El pope le pidió que rezara. Ella rogó en voz baja que no pudiera oír lo que estaba diciendo. Se inventaba oraciones según se las pedía, en las que invocaba a los búhos y a las cabras, y daba las gracias a las hadas y a los gnomos, al tiempo que se disculpaba con los árboles. Todo valía para no tener que dirigirse a Dios, a los ángeles y a los santos. Ella le seguía el juego bajo las miradas de compasión de sus abuelos, de los criados y de los campesinos, recogidos en el fervor.

– Habla más fuerte, hija mía -dijo el pope ahumándola con incienso.

– Padre, ¿de qué me serviría alzar la voz? ¿No lee Dios mis pensamientos?
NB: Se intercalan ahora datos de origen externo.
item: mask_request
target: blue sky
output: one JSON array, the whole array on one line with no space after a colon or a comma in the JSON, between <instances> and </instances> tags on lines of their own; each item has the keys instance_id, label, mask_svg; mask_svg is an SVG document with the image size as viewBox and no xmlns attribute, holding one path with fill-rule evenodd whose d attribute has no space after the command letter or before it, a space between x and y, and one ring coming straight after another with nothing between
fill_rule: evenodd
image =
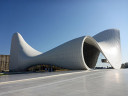
<instances>
[{"instance_id":1,"label":"blue sky","mask_svg":"<svg viewBox=\"0 0 128 96\"><path fill-rule=\"evenodd\" d=\"M0 0L0 54L9 54L19 32L46 52L68 40L120 30L122 61L128 61L128 0Z\"/></svg>"}]
</instances>

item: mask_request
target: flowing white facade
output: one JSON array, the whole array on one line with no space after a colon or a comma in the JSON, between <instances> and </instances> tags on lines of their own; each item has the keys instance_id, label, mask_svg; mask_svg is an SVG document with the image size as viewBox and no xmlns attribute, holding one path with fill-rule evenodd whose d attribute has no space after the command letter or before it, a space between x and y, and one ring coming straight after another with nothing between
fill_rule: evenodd
<instances>
[{"instance_id":1,"label":"flowing white facade","mask_svg":"<svg viewBox=\"0 0 128 96\"><path fill-rule=\"evenodd\" d=\"M95 67L100 52L113 68L120 68L119 30L109 29L93 37L79 37L45 53L33 49L19 33L15 33L12 37L9 69L25 71L36 64L50 64L72 70L90 69Z\"/></svg>"}]
</instances>

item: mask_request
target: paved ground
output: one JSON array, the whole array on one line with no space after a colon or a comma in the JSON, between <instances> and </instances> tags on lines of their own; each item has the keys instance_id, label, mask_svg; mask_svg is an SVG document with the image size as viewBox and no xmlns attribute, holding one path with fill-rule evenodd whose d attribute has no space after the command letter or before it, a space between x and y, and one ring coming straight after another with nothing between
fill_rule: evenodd
<instances>
[{"instance_id":1,"label":"paved ground","mask_svg":"<svg viewBox=\"0 0 128 96\"><path fill-rule=\"evenodd\" d=\"M128 69L1 76L0 96L128 96Z\"/></svg>"}]
</instances>

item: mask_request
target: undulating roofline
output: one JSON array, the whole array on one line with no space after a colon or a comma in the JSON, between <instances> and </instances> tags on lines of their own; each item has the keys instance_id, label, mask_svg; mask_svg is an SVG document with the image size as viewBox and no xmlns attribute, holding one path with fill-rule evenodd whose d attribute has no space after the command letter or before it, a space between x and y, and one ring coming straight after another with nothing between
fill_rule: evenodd
<instances>
[{"instance_id":1,"label":"undulating roofline","mask_svg":"<svg viewBox=\"0 0 128 96\"><path fill-rule=\"evenodd\" d=\"M102 53L115 69L121 67L120 32L108 29L90 37L70 40L50 51L41 53L28 45L19 33L12 37L10 71L25 71L35 64L50 64L72 70L94 68Z\"/></svg>"}]
</instances>

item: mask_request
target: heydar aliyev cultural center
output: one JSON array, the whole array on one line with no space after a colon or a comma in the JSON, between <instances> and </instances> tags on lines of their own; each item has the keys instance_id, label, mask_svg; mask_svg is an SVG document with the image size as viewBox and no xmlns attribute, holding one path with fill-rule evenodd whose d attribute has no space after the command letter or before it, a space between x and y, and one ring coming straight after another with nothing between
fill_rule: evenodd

– Es cierto. Haz lo que mejor te parezca. Tú eres su oveja, y te volverá a traer a su rebaño.

– Sí, soy de su rebaño.

No se fijó en su sonrisa. La astuta Helena aceptaba las reglas del rito de exorcismo y adoptaba la apariencia de una santa para acabar lo antes posible.

El pope invocaba, se arrodillaba, se golpeaba el pecho, se volvía a arrodillar hasta tocar el suelo con la frente y se erigía como el garante de la buena conducta de la niña. Ella lo imitaba, y se dejaba la piel repitiendo los ejercicios de piedad. Sus gestos de consagración rozaban la perfección. Cuando levantó la cabeza, se habría podido creer que había entrado en éxtasis ante la imagen del Juicio Final, pintada con colores vivos realzados con oro y plata. Ángeles diáfanos armados con la espada de luz pisoteaban a los diablos rojos. En el azul del cielo, donde convergía la multitud de serafines vencedores, resplandecía el Salvador. El rostro de ese Cristo glorioso era serio. Helena contemplaba su cara demacrada. No encarnaba la felicidad ni prometía el Edén. No se parecía en nada a la imagen que se hacía del amor divino.

Ella era y seguiría siendo siempre Helena Petrovna von Hahn, la Sedmitchka, la elegida de los Siete Espíritus de la Revuelta y de los Grandes Ancianos, y ni todos los pacificadores ni los mártires, ni tan siquiera los santos reunidos, la convertirían en una oveja del rebaño.